I am just baffled by Roy’s essay. The study he cites cannot show what Roy claims it shows. (Along the way, Roy gratuitously insults Jonathan Gruber’s exemplary two-decade record of Medicaid policy research. I’ll let Jonathan respond for himself if he chooses.)
Roy calls this a landmark study, suggesting that is shows that people fare worse on Medicaid than they can by going uninsured and getting what people can on their own. In fairness, the study is titled “Primary payer status affects mortality for major surgical operations.” That title should not have passed peer review.
This is a valuable descriptive study which demonstrates that adjusted mortality is high among Medicaid surgical patients, even after one sensibly corrects for the kinds of potential confounders readily available in large-scale clinical databases. Indeed Medicaid patients have higher adjusted mortality than the uninsured. (The authors’ reported statistical findings compare Medicare, Medicaid, and uninsured patients to the privately-insured rather than each other. The authors don’t seem to report the statistical significance of the rather modest differences between Medicaid patients and the uninsured.)
As Austin notes, Medicare patients also fare worse than the uninsured on many outcomes. This pattern–and others reported in the paper–suggests that we are seeing straightforward selection bias. Medicaid patients face more difficult personal risk-factors and circumstances that lead to worse outcomes. The original paper even includes a postscript in which experts identify many ways in which such selection biases could arise.

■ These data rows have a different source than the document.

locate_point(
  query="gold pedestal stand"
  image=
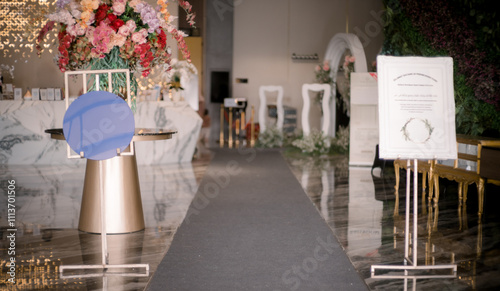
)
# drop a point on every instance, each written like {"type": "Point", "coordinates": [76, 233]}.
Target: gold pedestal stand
{"type": "Point", "coordinates": [123, 195]}
{"type": "Point", "coordinates": [239, 125]}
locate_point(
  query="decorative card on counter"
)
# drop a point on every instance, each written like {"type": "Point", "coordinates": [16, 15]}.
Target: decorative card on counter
{"type": "Point", "coordinates": [43, 94]}
{"type": "Point", "coordinates": [57, 94]}
{"type": "Point", "coordinates": [35, 93]}
{"type": "Point", "coordinates": [416, 108]}
{"type": "Point", "coordinates": [50, 94]}
{"type": "Point", "coordinates": [18, 93]}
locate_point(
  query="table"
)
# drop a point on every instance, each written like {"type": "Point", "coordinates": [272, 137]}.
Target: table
{"type": "Point", "coordinates": [23, 140]}
{"type": "Point", "coordinates": [121, 187]}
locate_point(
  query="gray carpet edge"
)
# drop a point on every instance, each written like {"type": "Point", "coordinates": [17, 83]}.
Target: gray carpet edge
{"type": "Point", "coordinates": [317, 272]}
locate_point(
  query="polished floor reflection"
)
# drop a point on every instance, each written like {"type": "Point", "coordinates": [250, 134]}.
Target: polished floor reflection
{"type": "Point", "coordinates": [360, 208]}
{"type": "Point", "coordinates": [369, 221]}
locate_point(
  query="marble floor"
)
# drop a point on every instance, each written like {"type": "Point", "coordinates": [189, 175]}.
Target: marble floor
{"type": "Point", "coordinates": [361, 209]}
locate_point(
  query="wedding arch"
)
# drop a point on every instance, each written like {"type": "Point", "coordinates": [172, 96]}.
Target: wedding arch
{"type": "Point", "coordinates": [334, 52]}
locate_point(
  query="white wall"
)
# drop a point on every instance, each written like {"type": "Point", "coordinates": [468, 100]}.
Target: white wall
{"type": "Point", "coordinates": [266, 33]}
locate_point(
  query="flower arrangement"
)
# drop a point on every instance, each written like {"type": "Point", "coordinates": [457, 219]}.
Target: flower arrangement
{"type": "Point", "coordinates": [127, 33]}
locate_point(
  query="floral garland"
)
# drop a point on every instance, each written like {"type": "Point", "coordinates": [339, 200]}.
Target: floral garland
{"type": "Point", "coordinates": [448, 32]}
{"type": "Point", "coordinates": [94, 29]}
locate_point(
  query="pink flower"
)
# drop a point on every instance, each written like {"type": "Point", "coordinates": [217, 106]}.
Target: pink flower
{"type": "Point", "coordinates": [90, 4]}
{"type": "Point", "coordinates": [140, 36]}
{"type": "Point", "coordinates": [102, 37]}
{"type": "Point", "coordinates": [118, 7]}
{"type": "Point", "coordinates": [128, 28]}
{"type": "Point", "coordinates": [75, 30]}
{"type": "Point", "coordinates": [87, 18]}
{"type": "Point", "coordinates": [116, 40]}
{"type": "Point", "coordinates": [133, 3]}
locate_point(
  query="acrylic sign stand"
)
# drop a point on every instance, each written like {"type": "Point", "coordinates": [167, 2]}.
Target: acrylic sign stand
{"type": "Point", "coordinates": [417, 121]}
{"type": "Point", "coordinates": [100, 125]}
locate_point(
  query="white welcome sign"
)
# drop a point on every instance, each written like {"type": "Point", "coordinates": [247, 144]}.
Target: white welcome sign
{"type": "Point", "coordinates": [416, 108]}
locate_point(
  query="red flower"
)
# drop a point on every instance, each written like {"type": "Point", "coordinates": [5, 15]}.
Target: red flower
{"type": "Point", "coordinates": [117, 23]}
{"type": "Point", "coordinates": [101, 13]}
{"type": "Point", "coordinates": [111, 17]}
{"type": "Point", "coordinates": [162, 39]}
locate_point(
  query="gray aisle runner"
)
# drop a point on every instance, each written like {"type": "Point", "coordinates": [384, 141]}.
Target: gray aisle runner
{"type": "Point", "coordinates": [252, 227]}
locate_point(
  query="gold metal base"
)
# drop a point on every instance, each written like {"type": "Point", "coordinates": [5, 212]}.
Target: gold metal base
{"type": "Point", "coordinates": [122, 193]}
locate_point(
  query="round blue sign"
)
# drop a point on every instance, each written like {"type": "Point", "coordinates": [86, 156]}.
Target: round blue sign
{"type": "Point", "coordinates": [98, 123]}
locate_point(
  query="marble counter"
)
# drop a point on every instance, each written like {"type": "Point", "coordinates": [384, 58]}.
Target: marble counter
{"type": "Point", "coordinates": [24, 142]}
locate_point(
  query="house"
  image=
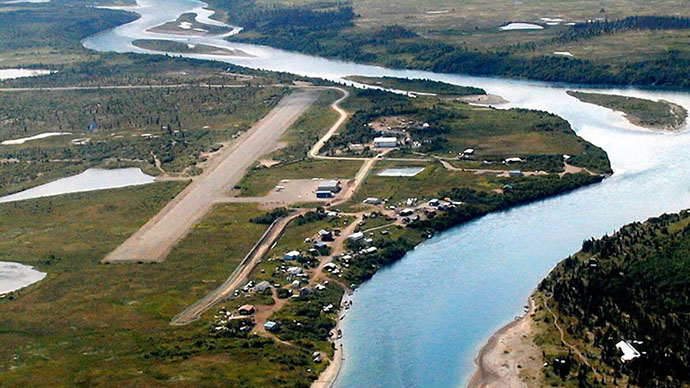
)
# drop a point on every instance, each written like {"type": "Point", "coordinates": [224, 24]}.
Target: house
{"type": "Point", "coordinates": [271, 326]}
{"type": "Point", "coordinates": [356, 236]}
{"type": "Point", "coordinates": [326, 235]}
{"type": "Point", "coordinates": [247, 309]}
{"type": "Point", "coordinates": [406, 212]}
{"type": "Point", "coordinates": [372, 201]}
{"type": "Point", "coordinates": [629, 352]}
{"type": "Point", "coordinates": [294, 270]}
{"type": "Point", "coordinates": [385, 142]}
{"type": "Point", "coordinates": [262, 286]}
{"type": "Point", "coordinates": [324, 194]}
{"type": "Point", "coordinates": [304, 291]}
{"type": "Point", "coordinates": [332, 186]}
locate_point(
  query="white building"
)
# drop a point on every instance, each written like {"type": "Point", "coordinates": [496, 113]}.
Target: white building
{"type": "Point", "coordinates": [385, 142]}
{"type": "Point", "coordinates": [356, 236]}
{"type": "Point", "coordinates": [332, 186]}
{"type": "Point", "coordinates": [629, 353]}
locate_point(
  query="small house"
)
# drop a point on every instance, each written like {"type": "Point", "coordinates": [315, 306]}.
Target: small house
{"type": "Point", "coordinates": [262, 286]}
{"type": "Point", "coordinates": [324, 194]}
{"type": "Point", "coordinates": [629, 352]}
{"type": "Point", "coordinates": [247, 309]}
{"type": "Point", "coordinates": [356, 236]}
{"type": "Point", "coordinates": [272, 326]}
{"type": "Point", "coordinates": [333, 186]}
{"type": "Point", "coordinates": [385, 142]}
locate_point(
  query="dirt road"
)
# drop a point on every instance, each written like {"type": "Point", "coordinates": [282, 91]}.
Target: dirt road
{"type": "Point", "coordinates": [239, 276]}
{"type": "Point", "coordinates": [156, 238]}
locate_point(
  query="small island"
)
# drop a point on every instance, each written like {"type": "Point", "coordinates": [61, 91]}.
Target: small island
{"type": "Point", "coordinates": [419, 86]}
{"type": "Point", "coordinates": [658, 115]}
{"type": "Point", "coordinates": [187, 24]}
{"type": "Point", "coordinates": [187, 48]}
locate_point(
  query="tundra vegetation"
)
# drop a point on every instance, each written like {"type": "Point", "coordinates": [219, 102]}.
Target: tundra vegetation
{"type": "Point", "coordinates": [445, 39]}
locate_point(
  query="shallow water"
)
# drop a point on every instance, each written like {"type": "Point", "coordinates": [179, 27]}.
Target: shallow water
{"type": "Point", "coordinates": [89, 180]}
{"type": "Point", "coordinates": [15, 276]}
{"type": "Point", "coordinates": [35, 137]}
{"type": "Point", "coordinates": [420, 322]}
{"type": "Point", "coordinates": [21, 73]}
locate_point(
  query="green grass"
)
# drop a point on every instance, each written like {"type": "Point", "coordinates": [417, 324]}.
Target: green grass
{"type": "Point", "coordinates": [647, 113]}
{"type": "Point", "coordinates": [259, 181]}
{"type": "Point", "coordinates": [418, 85]}
{"type": "Point", "coordinates": [89, 324]}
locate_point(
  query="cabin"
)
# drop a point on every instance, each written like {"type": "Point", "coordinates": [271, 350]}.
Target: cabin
{"type": "Point", "coordinates": [385, 142]}
{"type": "Point", "coordinates": [332, 186]}
{"type": "Point", "coordinates": [629, 352]}
{"type": "Point", "coordinates": [356, 236]}
{"type": "Point", "coordinates": [262, 286]}
{"type": "Point", "coordinates": [247, 309]}
{"type": "Point", "coordinates": [324, 194]}
{"type": "Point", "coordinates": [271, 326]}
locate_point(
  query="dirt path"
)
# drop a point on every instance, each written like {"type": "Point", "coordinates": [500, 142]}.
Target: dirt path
{"type": "Point", "coordinates": [570, 346]}
{"type": "Point", "coordinates": [156, 238]}
{"type": "Point", "coordinates": [239, 276]}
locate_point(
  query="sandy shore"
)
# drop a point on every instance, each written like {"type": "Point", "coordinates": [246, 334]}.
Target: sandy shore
{"type": "Point", "coordinates": [508, 353]}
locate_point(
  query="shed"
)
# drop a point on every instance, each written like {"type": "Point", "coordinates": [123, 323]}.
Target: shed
{"type": "Point", "coordinates": [629, 352]}
{"type": "Point", "coordinates": [262, 286]}
{"type": "Point", "coordinates": [356, 236]}
{"type": "Point", "coordinates": [385, 142]}
{"type": "Point", "coordinates": [333, 186]}
{"type": "Point", "coordinates": [271, 326]}
{"type": "Point", "coordinates": [247, 309]}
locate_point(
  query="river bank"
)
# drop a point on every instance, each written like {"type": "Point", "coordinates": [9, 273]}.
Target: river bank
{"type": "Point", "coordinates": [508, 355]}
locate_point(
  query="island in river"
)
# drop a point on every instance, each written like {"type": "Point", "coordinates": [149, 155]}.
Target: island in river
{"type": "Point", "coordinates": [612, 315]}
{"type": "Point", "coordinates": [658, 115]}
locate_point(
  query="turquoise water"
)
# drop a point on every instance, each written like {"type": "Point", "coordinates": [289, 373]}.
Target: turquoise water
{"type": "Point", "coordinates": [420, 322]}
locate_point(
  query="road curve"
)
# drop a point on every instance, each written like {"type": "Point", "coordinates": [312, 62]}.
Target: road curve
{"type": "Point", "coordinates": [153, 241]}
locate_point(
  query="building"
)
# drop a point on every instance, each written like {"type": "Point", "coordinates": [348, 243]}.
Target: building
{"type": "Point", "coordinates": [385, 142]}
{"type": "Point", "coordinates": [324, 194]}
{"type": "Point", "coordinates": [629, 352]}
{"type": "Point", "coordinates": [247, 309]}
{"type": "Point", "coordinates": [356, 236]}
{"type": "Point", "coordinates": [372, 201]}
{"type": "Point", "coordinates": [262, 286]}
{"type": "Point", "coordinates": [271, 326]}
{"type": "Point", "coordinates": [332, 186]}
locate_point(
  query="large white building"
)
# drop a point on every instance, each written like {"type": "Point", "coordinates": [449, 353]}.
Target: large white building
{"type": "Point", "coordinates": [385, 142]}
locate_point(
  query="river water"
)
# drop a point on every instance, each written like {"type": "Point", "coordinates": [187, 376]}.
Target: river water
{"type": "Point", "coordinates": [420, 322]}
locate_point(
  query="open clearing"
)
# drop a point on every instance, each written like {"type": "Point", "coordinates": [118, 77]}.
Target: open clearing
{"type": "Point", "coordinates": [154, 240]}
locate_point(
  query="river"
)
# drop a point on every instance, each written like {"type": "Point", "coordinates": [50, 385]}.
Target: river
{"type": "Point", "coordinates": [420, 322]}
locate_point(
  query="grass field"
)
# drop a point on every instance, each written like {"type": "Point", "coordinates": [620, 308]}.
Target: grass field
{"type": "Point", "coordinates": [89, 324]}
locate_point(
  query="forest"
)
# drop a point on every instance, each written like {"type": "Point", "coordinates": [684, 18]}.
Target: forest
{"type": "Point", "coordinates": [631, 285]}
{"type": "Point", "coordinates": [330, 34]}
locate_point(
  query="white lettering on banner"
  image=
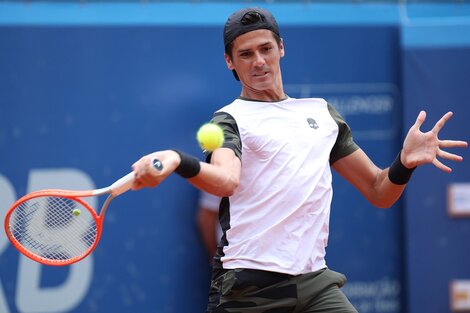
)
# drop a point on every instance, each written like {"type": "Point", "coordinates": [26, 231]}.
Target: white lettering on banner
{"type": "Point", "coordinates": [31, 297]}
{"type": "Point", "coordinates": [381, 296]}
{"type": "Point", "coordinates": [7, 197]}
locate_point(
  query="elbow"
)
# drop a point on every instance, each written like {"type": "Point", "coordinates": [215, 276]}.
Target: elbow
{"type": "Point", "coordinates": [382, 203]}
{"type": "Point", "coordinates": [228, 189]}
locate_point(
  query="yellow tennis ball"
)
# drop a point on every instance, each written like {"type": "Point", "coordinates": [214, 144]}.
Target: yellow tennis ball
{"type": "Point", "coordinates": [210, 136]}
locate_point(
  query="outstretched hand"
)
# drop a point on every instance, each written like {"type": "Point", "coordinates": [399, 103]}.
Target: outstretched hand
{"type": "Point", "coordinates": [421, 148]}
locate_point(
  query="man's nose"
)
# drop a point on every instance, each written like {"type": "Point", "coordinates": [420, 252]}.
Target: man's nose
{"type": "Point", "coordinates": [259, 59]}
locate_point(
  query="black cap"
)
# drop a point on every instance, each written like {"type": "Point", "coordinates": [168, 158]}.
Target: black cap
{"type": "Point", "coordinates": [247, 20]}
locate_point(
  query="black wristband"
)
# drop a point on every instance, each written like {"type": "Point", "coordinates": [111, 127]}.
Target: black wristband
{"type": "Point", "coordinates": [189, 165]}
{"type": "Point", "coordinates": [398, 173]}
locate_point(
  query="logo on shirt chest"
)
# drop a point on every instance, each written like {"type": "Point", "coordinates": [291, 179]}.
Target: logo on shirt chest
{"type": "Point", "coordinates": [312, 123]}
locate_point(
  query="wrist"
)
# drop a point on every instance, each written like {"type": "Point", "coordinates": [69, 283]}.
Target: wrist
{"type": "Point", "coordinates": [404, 160]}
{"type": "Point", "coordinates": [189, 165]}
{"type": "Point", "coordinates": [398, 173]}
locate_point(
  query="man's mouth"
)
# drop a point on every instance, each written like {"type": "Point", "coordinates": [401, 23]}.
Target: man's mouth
{"type": "Point", "coordinates": [260, 74]}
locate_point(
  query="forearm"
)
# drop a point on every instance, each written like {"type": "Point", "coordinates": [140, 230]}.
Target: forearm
{"type": "Point", "coordinates": [373, 183]}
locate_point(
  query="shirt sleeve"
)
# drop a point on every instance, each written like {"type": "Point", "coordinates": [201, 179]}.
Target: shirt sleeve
{"type": "Point", "coordinates": [344, 144]}
{"type": "Point", "coordinates": [231, 134]}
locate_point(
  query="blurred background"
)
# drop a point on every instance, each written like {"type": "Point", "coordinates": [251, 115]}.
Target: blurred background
{"type": "Point", "coordinates": [88, 87]}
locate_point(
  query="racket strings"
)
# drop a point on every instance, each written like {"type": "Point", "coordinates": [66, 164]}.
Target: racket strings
{"type": "Point", "coordinates": [48, 227]}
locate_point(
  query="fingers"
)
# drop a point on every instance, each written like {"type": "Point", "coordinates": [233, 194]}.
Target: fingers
{"type": "Point", "coordinates": [441, 122]}
{"type": "Point", "coordinates": [449, 156]}
{"type": "Point", "coordinates": [441, 166]}
{"type": "Point", "coordinates": [146, 172]}
{"type": "Point", "coordinates": [420, 119]}
{"type": "Point", "coordinates": [453, 144]}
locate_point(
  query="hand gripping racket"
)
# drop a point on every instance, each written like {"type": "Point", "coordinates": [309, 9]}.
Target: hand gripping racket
{"type": "Point", "coordinates": [57, 227]}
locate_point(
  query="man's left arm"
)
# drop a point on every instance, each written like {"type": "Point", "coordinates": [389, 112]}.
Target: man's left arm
{"type": "Point", "coordinates": [382, 187]}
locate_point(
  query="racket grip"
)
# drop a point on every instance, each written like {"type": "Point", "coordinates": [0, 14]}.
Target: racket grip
{"type": "Point", "coordinates": [122, 185]}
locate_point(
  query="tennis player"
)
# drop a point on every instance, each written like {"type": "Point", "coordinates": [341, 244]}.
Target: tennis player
{"type": "Point", "coordinates": [274, 174]}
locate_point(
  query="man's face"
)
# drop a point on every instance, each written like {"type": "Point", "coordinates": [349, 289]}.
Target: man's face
{"type": "Point", "coordinates": [256, 59]}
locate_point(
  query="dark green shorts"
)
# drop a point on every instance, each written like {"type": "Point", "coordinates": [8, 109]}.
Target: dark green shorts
{"type": "Point", "coordinates": [254, 291]}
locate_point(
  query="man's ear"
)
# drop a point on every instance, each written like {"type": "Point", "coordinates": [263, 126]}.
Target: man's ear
{"type": "Point", "coordinates": [228, 61]}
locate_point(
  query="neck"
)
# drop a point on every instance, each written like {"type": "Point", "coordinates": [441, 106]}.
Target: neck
{"type": "Point", "coordinates": [273, 94]}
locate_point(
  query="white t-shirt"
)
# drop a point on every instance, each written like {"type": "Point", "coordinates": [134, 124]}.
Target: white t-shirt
{"type": "Point", "coordinates": [278, 218]}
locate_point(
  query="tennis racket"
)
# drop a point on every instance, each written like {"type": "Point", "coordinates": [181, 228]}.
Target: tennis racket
{"type": "Point", "coordinates": [57, 227]}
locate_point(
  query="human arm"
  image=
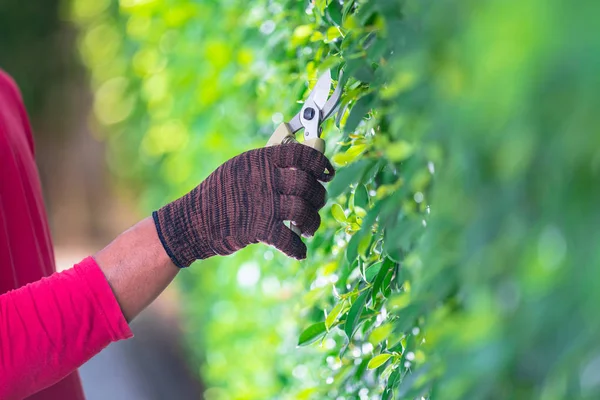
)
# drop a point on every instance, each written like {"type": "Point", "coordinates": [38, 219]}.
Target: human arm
{"type": "Point", "coordinates": [51, 327]}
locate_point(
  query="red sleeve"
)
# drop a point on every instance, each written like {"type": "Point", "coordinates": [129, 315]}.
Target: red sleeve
{"type": "Point", "coordinates": [50, 327]}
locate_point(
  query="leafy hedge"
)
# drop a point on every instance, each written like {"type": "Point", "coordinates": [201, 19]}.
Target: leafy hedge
{"type": "Point", "coordinates": [457, 256]}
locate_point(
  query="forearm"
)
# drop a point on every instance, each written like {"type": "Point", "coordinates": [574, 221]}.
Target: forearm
{"type": "Point", "coordinates": [137, 267]}
{"type": "Point", "coordinates": [52, 326]}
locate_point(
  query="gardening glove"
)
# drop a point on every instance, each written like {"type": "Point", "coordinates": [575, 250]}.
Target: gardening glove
{"type": "Point", "coordinates": [245, 201]}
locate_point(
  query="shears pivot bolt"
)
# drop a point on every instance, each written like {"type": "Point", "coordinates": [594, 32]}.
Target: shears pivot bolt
{"type": "Point", "coordinates": [309, 113]}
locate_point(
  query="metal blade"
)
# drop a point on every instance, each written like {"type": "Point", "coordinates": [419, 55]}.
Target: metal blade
{"type": "Point", "coordinates": [320, 92]}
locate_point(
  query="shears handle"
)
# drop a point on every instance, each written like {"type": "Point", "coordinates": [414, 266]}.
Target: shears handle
{"type": "Point", "coordinates": [283, 135]}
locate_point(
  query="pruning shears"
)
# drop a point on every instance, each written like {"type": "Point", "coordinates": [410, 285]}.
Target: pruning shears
{"type": "Point", "coordinates": [315, 110]}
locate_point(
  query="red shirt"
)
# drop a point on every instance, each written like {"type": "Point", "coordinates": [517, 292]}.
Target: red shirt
{"type": "Point", "coordinates": [50, 326]}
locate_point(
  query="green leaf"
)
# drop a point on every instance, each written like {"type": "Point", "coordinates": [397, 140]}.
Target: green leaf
{"type": "Point", "coordinates": [361, 197]}
{"type": "Point", "coordinates": [399, 151]}
{"type": "Point", "coordinates": [383, 271]}
{"type": "Point", "coordinates": [378, 361]}
{"type": "Point", "coordinates": [373, 270]}
{"type": "Point", "coordinates": [346, 176]}
{"type": "Point", "coordinates": [338, 213]}
{"type": "Point", "coordinates": [380, 333]}
{"type": "Point", "coordinates": [363, 245]}
{"type": "Point", "coordinates": [312, 334]}
{"type": "Point", "coordinates": [334, 314]}
{"type": "Point", "coordinates": [354, 314]}
{"type": "Point", "coordinates": [359, 110]}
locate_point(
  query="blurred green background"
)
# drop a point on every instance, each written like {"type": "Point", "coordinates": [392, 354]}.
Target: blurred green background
{"type": "Point", "coordinates": [458, 255]}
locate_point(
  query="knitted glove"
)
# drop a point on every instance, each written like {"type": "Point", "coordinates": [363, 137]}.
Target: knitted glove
{"type": "Point", "coordinates": [245, 201]}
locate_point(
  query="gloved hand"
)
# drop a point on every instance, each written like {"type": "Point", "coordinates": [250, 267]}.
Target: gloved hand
{"type": "Point", "coordinates": [245, 201]}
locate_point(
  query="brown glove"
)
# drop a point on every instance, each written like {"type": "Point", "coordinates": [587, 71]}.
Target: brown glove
{"type": "Point", "coordinates": [245, 201]}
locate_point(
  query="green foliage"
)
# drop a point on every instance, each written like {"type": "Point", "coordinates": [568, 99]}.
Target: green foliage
{"type": "Point", "coordinates": [457, 257]}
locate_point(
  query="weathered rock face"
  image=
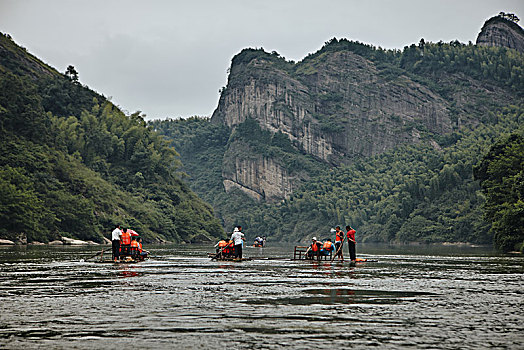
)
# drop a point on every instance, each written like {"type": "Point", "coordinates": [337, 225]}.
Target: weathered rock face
{"type": "Point", "coordinates": [376, 113]}
{"type": "Point", "coordinates": [334, 108]}
{"type": "Point", "coordinates": [498, 31]}
{"type": "Point", "coordinates": [259, 177]}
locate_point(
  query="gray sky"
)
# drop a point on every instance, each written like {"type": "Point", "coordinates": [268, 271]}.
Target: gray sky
{"type": "Point", "coordinates": [169, 58]}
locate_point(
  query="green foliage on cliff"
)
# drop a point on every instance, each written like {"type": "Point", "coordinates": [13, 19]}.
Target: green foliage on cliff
{"type": "Point", "coordinates": [501, 175]}
{"type": "Point", "coordinates": [423, 192]}
{"type": "Point", "coordinates": [72, 164]}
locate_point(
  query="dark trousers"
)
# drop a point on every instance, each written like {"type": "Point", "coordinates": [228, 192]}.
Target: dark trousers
{"type": "Point", "coordinates": [238, 250]}
{"type": "Point", "coordinates": [116, 248]}
{"type": "Point", "coordinates": [352, 251]}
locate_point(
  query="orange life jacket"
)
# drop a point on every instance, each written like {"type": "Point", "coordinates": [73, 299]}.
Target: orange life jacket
{"type": "Point", "coordinates": [126, 238]}
{"type": "Point", "coordinates": [327, 245]}
{"type": "Point", "coordinates": [351, 235]}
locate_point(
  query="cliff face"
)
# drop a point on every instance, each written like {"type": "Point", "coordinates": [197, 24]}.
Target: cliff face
{"type": "Point", "coordinates": [334, 108]}
{"type": "Point", "coordinates": [501, 32]}
{"type": "Point", "coordinates": [259, 177]}
{"type": "Point", "coordinates": [348, 101]}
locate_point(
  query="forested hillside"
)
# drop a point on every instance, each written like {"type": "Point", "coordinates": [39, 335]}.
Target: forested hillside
{"type": "Point", "coordinates": [73, 164]}
{"type": "Point", "coordinates": [416, 192]}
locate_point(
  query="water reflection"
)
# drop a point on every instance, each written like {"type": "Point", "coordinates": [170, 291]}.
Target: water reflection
{"type": "Point", "coordinates": [181, 299]}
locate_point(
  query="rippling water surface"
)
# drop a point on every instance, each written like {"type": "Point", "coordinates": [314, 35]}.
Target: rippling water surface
{"type": "Point", "coordinates": [437, 297]}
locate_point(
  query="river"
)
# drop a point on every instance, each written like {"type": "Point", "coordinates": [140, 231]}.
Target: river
{"type": "Point", "coordinates": [432, 297]}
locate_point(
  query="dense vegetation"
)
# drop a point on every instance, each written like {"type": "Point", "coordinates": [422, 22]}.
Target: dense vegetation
{"type": "Point", "coordinates": [501, 175]}
{"type": "Point", "coordinates": [424, 192]}
{"type": "Point", "coordinates": [72, 164]}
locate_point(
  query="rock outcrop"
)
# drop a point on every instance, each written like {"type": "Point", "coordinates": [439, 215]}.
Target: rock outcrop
{"type": "Point", "coordinates": [501, 32]}
{"type": "Point", "coordinates": [343, 103]}
{"type": "Point", "coordinates": [334, 108]}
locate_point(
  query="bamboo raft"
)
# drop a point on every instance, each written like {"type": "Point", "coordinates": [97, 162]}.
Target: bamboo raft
{"type": "Point", "coordinates": [100, 259]}
{"type": "Point", "coordinates": [215, 256]}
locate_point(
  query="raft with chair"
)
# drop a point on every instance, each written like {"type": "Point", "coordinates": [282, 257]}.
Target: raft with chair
{"type": "Point", "coordinates": [101, 259]}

In this study sample, Medicaid patients receive more costly care and had longer lengths of stay, which is consistent with some selection bias account. Some patients are enrolled into Medicaid during their hospital stay. Hospital staff and social service agencies may have greater motivation to pursue such processes when patients are especially sick or needy. Medicaid patients likely face greater economic, family, and educational obstacles. They use different hospitals and live in different communities. Some receive Medicaid because they have specific disabilities. Privately insured patients with minor issues may have better access to surgery. Some of these factors can be controlled in the statistical analysis. Others are unobserved. (See Austin for more on why this is an inherently dicey study design to test the causal impact of insurance coverage.)
Don’t get me wrong. The fact that Medicaid patients exhibit high mortality rates is an important descriptive finding. If this is more than an artifact of the data, understanding why this is happening may point the way to better policies.
I share Roy’s dismay that we don’t see better health outcomes among Medicaid patients. We don’t actually spend $500 billion on Medicaid. We do spend $373 billion, which is no small amount. We can do better.
The Affordable Care Act includes some elements to improve Medicaid–namely large subsidies to states and measures to raise primary care reimbursement rates. I’d like to see much more. Addressing the programs flaws will require more money spent on Medicaid–precisely the opposite of what is now being contemplated in Washington and across the states.
Expanding public insurance is not the only or the most powerful way to improve population health, but it’s important. Roy is correct that the evidence we have to-date regarding the health impact of Medicaid could be much better. Still, misinterpreting observational studies to disparage the program doesn’t advance this debate.